James Brooks, the lone man wielding the guitar behind Land Observations, has an inspiring history behind him. He was previously a member of the progressive-minimalist band Appliance (who were signed to Mute records and dished out three records, an EP and even a variety of Peel sessions) and is a prolific visual artist, having exhibited work in London, Germany and Norway amongst others.

Fastforward to now and Brooks’ debut EP Roman Roads – a 7”-only release on Enraptured Records – is a beautiful collaboration between his musical past and his artistic output.
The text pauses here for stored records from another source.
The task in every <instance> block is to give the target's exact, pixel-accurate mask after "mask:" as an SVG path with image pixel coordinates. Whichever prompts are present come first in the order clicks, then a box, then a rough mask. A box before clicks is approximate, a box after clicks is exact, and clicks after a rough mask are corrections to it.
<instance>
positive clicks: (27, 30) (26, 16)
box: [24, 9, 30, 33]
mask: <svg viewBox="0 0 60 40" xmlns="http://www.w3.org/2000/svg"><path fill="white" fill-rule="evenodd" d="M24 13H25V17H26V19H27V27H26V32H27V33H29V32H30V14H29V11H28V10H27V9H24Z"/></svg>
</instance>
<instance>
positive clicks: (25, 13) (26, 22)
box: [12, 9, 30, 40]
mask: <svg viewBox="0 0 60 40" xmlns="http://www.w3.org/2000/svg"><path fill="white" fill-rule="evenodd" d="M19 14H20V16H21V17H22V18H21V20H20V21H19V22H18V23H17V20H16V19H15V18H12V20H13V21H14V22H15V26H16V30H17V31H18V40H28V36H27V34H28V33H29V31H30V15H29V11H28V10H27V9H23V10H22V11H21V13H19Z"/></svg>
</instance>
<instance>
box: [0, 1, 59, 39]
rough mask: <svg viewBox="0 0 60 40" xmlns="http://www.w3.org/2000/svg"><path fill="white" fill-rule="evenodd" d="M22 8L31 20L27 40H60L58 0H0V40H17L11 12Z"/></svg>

There are only three tracks on Roman Roads - each only between two and four minutes in length - but the collective result of each of them creates something far more charming and intricate than digesting each track individually.

'Viae (In C Major)' digs its roots into Brooks’ Appliance past with it’s progressive melody and shapeshifting soundscape. The latin viae simply means roads, and which each strum of the strings Brooks delivers it almost feels like roads are popping up here and there, overlapping and connecting with each other on what began as a blank canvas. It’s a great start and damn catchy tune, too.
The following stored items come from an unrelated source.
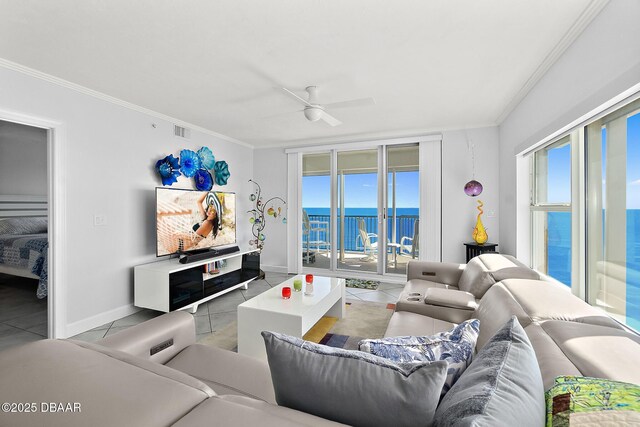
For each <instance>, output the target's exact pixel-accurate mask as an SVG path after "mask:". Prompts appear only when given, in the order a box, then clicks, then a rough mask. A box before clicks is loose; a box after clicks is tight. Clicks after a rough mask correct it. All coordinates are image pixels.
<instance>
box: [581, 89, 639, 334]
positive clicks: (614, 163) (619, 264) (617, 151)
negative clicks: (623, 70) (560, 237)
mask: <svg viewBox="0 0 640 427" xmlns="http://www.w3.org/2000/svg"><path fill="white" fill-rule="evenodd" d="M587 150H588V151H587V154H588V161H587V165H588V166H587V172H588V186H587V188H588V212H587V215H588V216H587V220H588V221H587V223H588V227H587V239H588V246H587V266H588V267H587V268H588V270H587V278H588V281H587V283H588V287H587V299H588V302H589V303H590V304H593V305H596V306H599V307H601V308H602V309H604V310H605V311H607V312H608V313H609V314H610V315H612V316H614V317H616V318H617V319H618V320H620V321H621V322H624V323H626V324H627V325H629V326H631V327H633V328H635V329H636V330H640V101H635V102H633V103H631V104H629V105H627V106H626V107H624V108H622V109H620V110H617V111H615V112H614V113H612V114H610V115H608V116H605V117H603V118H602V119H600V120H598V121H596V122H594V123H592V124H590V125H589V126H587Z"/></svg>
What becomes clear from here on out is Brooks’ uncanny ability to be able to visualize how he sees locations, places, roads – and interpret his visualization for others. 'Octavian To Augustus' soundtracks a journey from one road to another, the bleakness of the journey represented by repetitive chords and riffs which are juxtaposed with a delicate, somewhat fragile melody which I can only describe as the sun finally breaking through a fortress of cloud exactly when you need it to. It’s the sheer fact that I’m able to visualize these images in my mind that makes Land Observations so brilliant, let alone the fact it’s just one man and a guitar.

The EP closes with its shortest burst so far, yet that’s to be expected from the title. 'Fosse Way (Fragment)' has less hostility than 'Octavian To Augustus' and sounds like a window into a place that holds far more intimate significance than any other tracks before it. It’s a teaser – this is the beginning of a ballad that could explode into life at any moment, yet just trickles away into the distance at its most pivotal moment.

At the end of the record the title of the project itself becomes so abundantly clear that you can’t help but start it again and explore it some more. Land Observations is exactly that: the observations, thoughts, feelings and emotions of places of just one person, beautifully evoked through the use of just a guitar. It’s certainly a refreshing project idea, and it’s most definitely on track for success if Roman Roads is any indication of what’s to come.